In all of these cases, Church dogmas and mandates are out of line with not only America’s secular government and growing population of non-religious, but also the spiritual and moral beliefs of members–beliefs about what God wants and how we should live. Defrocked Methodist minister Frank Schaefer reports that even those making the decision on his regional Board of Ordained Ministry were torn. He said some came to him with tears in their eyes, saying, “We really don’t want to do this, you know that, don’t you?’”

In Bellevue, Washington, students at Eastside Catholic responded to the firing of their beloved teacher and coach by pouring en masse into the street outside the school, where they chanted, “Change the church!” Students at other Catholic schools responded with tweets and solidarity sit-ins. But changing the Church is easier said than done. Even Pope Francis, who is increasingly beloved for allying himself with the poor, has made no substantive movement on issues of equality for women and gays. In fact, the first priest excommunicated under his rule was stripped of authority because he advocated ordination of women and performed a gay wedding. As one 71-year-old practicing Catholic put it, “I believe that the Catholic Church will come to the point where we will legitimize gay marriage. But it’s going to take time.”
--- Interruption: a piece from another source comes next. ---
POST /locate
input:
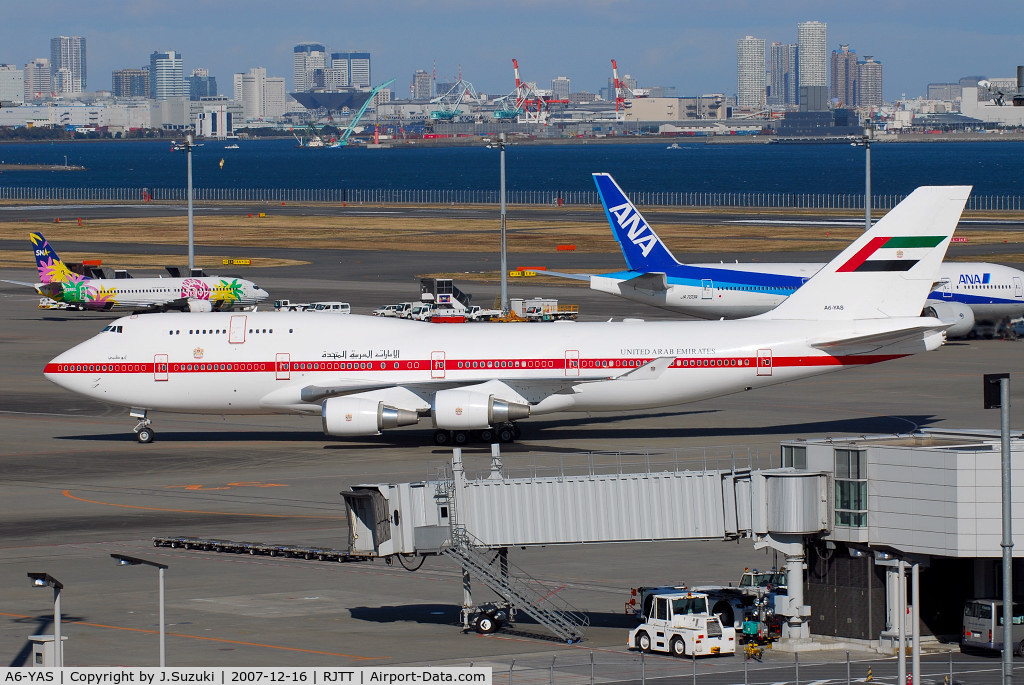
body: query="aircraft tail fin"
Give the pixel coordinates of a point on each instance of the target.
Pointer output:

Christians see themselves as a light shining on a hill–a moral beacon to the world–and the faithful love to say that they have taken the lead in humanity’s moral growth, in the abolition of slavery, for example. Indeed many great abolitionists were inspired in part by their faith. But the darker reality was that Christian texts and teachings had been used for centuries to justify slavery and less extreme forms of economic servitude, and the Christian abolition movement emerged only in concert with broader cultural and economic changes. A close look at history suggests that moral and spiritual changes occur independent of religion, and then religion gives voice, organizational structure and moral authority to those changes–and often claims the credit.
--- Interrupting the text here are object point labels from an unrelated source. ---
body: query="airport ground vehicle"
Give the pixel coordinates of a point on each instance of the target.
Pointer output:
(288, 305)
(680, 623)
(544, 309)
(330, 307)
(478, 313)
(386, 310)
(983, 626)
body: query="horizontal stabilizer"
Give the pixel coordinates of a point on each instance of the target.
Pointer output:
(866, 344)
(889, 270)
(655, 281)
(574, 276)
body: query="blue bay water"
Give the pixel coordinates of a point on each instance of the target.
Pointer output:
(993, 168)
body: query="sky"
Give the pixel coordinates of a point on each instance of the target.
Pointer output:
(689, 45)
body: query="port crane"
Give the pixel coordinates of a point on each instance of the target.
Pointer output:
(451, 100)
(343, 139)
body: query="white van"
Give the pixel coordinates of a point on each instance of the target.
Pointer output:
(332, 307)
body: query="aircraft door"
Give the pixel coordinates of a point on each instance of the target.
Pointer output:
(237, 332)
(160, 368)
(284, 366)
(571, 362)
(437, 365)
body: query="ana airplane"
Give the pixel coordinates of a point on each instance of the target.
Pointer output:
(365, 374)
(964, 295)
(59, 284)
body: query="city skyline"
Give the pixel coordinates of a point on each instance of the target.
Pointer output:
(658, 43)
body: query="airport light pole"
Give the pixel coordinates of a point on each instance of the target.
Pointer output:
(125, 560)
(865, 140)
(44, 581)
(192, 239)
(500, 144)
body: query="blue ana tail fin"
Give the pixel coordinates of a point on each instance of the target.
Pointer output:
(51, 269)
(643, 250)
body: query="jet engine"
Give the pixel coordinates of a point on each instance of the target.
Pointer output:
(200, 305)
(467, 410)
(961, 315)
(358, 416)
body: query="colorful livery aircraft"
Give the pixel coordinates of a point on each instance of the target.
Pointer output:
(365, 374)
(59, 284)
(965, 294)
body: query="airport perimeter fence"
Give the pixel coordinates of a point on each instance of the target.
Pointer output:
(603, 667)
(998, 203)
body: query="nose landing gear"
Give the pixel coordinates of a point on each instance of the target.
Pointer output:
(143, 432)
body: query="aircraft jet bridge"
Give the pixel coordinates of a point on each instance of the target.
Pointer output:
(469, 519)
Why do churches so often have to be forced to admit what has become obvious on the outside–that slavery is wrong, that no skin color or bloodline is spiritually superior, that love can grow between two people of any gender, that women and children are fully persons and not possessions of men, that thepleasure and pain of other species matter profoundly, or that bringing babies into the world with thoughtful intention helps families to flourish?

Religion, by its very nature, is change-averse. Each religion explains and sanctifies a specific set of cultural agreements–a worldview that is a snapshot of human history. Most of today’s largest religions emerged during what is called the Axial Age–a time in which male superiority was assumed, the wheelbarrow had yet to be invented, and nobody knew that the other side of the planet existed. People at the time were doing the best they could to understand what was real and what was good, what caused what, and, especially, why there was so much suffering and death. They fused what they knew about the way things worked with their understanding of human power hierarchies, and they made gods in the image of men, both literally and psychologically. They turned rules into Rules.